WALK THE LINE
Love him or hate him, Johnny Cash was one of the towering figures in country music. Walk the Line is as good an explanation as you will find about his role as a musician and star. By showing his flaws as well as his strengths, the film becomes a stirring example of a peculiarly American success story, as well as a vivid reminder of the price of fame. Outstanding performances by Joaquin Phoenix and Reese Witherspoon help make it the strongest country-music film in years.

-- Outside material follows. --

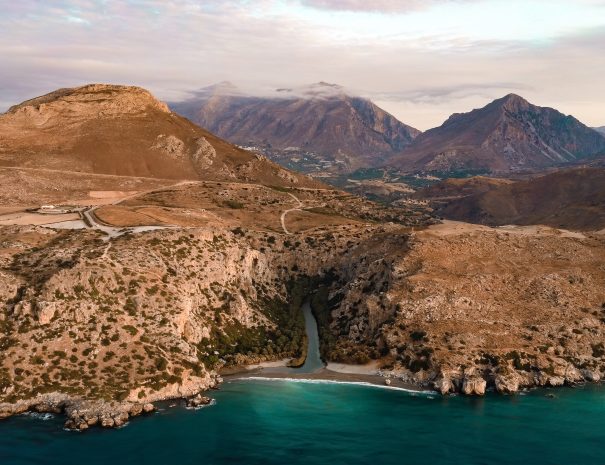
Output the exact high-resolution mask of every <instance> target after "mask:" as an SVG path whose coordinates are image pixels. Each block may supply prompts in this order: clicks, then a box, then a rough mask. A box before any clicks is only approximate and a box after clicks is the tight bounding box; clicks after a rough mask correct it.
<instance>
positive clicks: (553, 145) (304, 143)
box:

The story follows a familiar but comfortable formula, filling in Cash's humble beginnings in Dyess, Arkansas; his conflicted relationship with his demanding father, Roy (a steely Robert Patrick); and his early failures as a husband, father and singer. Screenwriters Gill Dennis and James Mangold (who also directed) throw in hints about the sources of Cash's inspiration-at first movies and other pop songs-but focus squarely on the musician's thirst for success. In Memphis, Sun Records founder Sam Phillips (Dallas Roberts) helps Cash define the raw, propulsive sound that becomes his trademark. An audition for "Folsom Prison Blues" shows the two men molding Cash's outsized persona into something America could accept.
But Cash couldn't lose his maniacal intensity. Grinding tours with Elvis Presley (Tyler Hilton) and Jerry Lee Lewis (Waylon Malloy Payne) get him addicted to amphetamines, but also introduce him to June Carter (Reese Witherspoon). Once his childhood idol, and an offspring of country music's most famous family, June has settled into a niche as a cornpone comedienne. She treats Cash warily, keeping him at arm's length as he clumsily tries to woo her. They fall in love through music, but life and its problems keep them apart.
Mangold shoots their duets in thrilling close-ups that make their affair seem inevitable. The music throughout has a tangible excitement that's often missing from movies, but Mangold is fortunate to be working with some of the strongest songs in country. The understated production design ranges expertly from rural cotton fields to Las Vegas, and the film takes the time to get the supporting characters, in particular the musicians, right. Judging from his scenes here, it's easy to see why everyone was scared to death of Jerry Lee Lewis.
Phoenix can't hit Cash's rumbling low notes, but gets the larger-than-life swagger that he brought to the stage, as well as the wounded isolation that often overwhelmed the singer out of the spotlight. It's a dogged, unrelenting performance, much as Cash was himself. Witherspoon is a revelation, showing a balance and maturity that's been missing from much of her previous work. Her June is no-nonsense but understanding, bruised but still loving, with a combination of sass and suspicion that can be heartbreaking.
As a strict biography, Walk the Line has its flaws. The film's analysis of Cash's problems can seem simplistic, and whole swatches of his career are ignored. Some facts and dates are twisted as well, but these issues are beside the point. The film isn't about his career as much as it's about his search for happiness. How he finds it with June Carter is one of country music's great love stories, and it's told brilliantly in Walk the Line.